Now, all that is left is to parse the decoder using another listener and generating code this time.
The decoder listener looks something like this:
1 2 3 4 5 6 7 8 9 10 11 12 13 14 15 16 17 18 19 20 21 22 23 24 25 26 27 28 29 30 31 32 33 34 35 36 37 38 39 40 41 42 43 44 45 | class DecoderListener(NopDecodeListener):
def __init__(self, decodemap, executemap):
self.decode_map = decodemap
self.execute_map = executemap
self.fields_stack = []
def listen_case(self, fields):
self.fields_stack.append([f.name if f.name
else "((word >> {0}) & ((1 << {1}) - 1))"
.format(f.start, f.run)
for f in fields])
return True
def after_listen_case(self, fields):
print('{\nassert(0);\n}')
self.fields_stack.pop()
def listen_when(self, values):
components = []
for i, value in enumerate(values):
if value.value is not None:
components.append("{0} == {1}"
.format(self.fields_stack[-1][i],
int(value.value, 2)))
if not components:
print("if (1) {")
else:
print("if (({0})) {{".format(") && (".join(components)))
return True
def after_listen_when(self, values):
print("} else")
def listen_field(self, name, start, run):
print("u_int64_t {0} = (word >> {1}) & ((1 << {2}) - 1);"
.format(name, start, run))
def listen_encoding(self, name):
print("\n".join(self.decode_map[name]))
print("\n".join(self.execute_map[name]))
def listen_unused(self):
print('assert(0);')
|
This leaves us with the code that puts all the pieces together. In essence this generates a static prefix and a suffix, between which the generated code is emitted. Note that the generated code is quite unreadable as it doesn’t use indentation. By looking at the depth of the field stack, the appropriate amount of indentation can be inferred.

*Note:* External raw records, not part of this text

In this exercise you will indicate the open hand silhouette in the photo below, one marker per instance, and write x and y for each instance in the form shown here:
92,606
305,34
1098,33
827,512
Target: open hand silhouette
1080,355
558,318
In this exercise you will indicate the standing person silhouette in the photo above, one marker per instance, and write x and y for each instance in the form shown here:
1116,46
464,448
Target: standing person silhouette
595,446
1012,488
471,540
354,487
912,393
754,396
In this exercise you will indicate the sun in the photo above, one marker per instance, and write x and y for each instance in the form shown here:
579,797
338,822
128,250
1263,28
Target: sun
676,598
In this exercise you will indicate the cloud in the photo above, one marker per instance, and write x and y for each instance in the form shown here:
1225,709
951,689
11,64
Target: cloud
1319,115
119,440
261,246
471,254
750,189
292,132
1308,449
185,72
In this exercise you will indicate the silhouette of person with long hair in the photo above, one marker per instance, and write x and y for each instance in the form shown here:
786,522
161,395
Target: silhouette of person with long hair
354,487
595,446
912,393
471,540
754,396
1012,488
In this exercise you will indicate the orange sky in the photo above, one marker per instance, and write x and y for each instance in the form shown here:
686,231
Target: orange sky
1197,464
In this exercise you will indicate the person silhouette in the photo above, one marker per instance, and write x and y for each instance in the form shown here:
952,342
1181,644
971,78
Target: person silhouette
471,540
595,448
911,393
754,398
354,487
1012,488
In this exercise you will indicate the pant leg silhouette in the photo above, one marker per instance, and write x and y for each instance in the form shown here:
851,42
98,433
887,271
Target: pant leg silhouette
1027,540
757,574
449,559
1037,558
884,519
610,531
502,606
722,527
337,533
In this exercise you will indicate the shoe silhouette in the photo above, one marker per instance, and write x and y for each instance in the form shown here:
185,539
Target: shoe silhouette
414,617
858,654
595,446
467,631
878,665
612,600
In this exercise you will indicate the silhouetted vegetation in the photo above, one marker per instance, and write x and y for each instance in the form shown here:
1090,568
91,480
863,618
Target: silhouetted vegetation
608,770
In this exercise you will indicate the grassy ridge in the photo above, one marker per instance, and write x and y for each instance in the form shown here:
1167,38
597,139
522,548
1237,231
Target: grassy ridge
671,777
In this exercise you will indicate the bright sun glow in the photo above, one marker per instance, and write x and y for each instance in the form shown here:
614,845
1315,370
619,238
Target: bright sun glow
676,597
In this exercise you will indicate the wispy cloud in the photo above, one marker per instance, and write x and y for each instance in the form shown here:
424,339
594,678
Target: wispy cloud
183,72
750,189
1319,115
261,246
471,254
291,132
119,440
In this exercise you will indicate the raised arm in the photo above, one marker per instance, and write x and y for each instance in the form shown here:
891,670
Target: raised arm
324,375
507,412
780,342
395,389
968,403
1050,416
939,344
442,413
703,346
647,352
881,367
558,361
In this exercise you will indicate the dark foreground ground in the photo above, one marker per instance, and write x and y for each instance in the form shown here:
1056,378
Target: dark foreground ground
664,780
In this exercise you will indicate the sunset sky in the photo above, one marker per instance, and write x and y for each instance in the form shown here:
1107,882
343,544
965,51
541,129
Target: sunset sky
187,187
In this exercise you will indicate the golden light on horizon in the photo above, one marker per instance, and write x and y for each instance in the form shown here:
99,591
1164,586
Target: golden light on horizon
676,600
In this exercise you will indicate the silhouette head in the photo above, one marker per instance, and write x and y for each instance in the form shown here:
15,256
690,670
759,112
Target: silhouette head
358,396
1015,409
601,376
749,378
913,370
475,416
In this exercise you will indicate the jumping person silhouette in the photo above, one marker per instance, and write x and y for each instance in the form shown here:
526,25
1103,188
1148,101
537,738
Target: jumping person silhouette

It would probably look something like this:
1 2 3 4 5 6 7 8 9 10 11 12 13 14 15 16 17 18 19 20 21 22 23 | prefix = """#include <stdio.h>
#include <sys/types.h>
#include <assert.h>
#define UInt(num) ((u_int64_t)num)
int main() {
int64_t result;
u_int32_t word = 0x80FE0000;
"""
print(prefix)
l1 = InstrListener()
parse_asl_instructions_file('arithmetic-instrs.asl', l1)
l2 = DecoderListener(l1.decode_map, l1.execute_map)
parse_asl_decoder_file('arithmetic-decoder.asl', l2)
suffix = """printf("0x%lx\\n", result);
return 0;
}
"""
print(suffix)
|
Despite taking some shortcuts here and there, we have seen a complete example of generating an interpreter for the small instruction set. The generated code will print out 0xFF.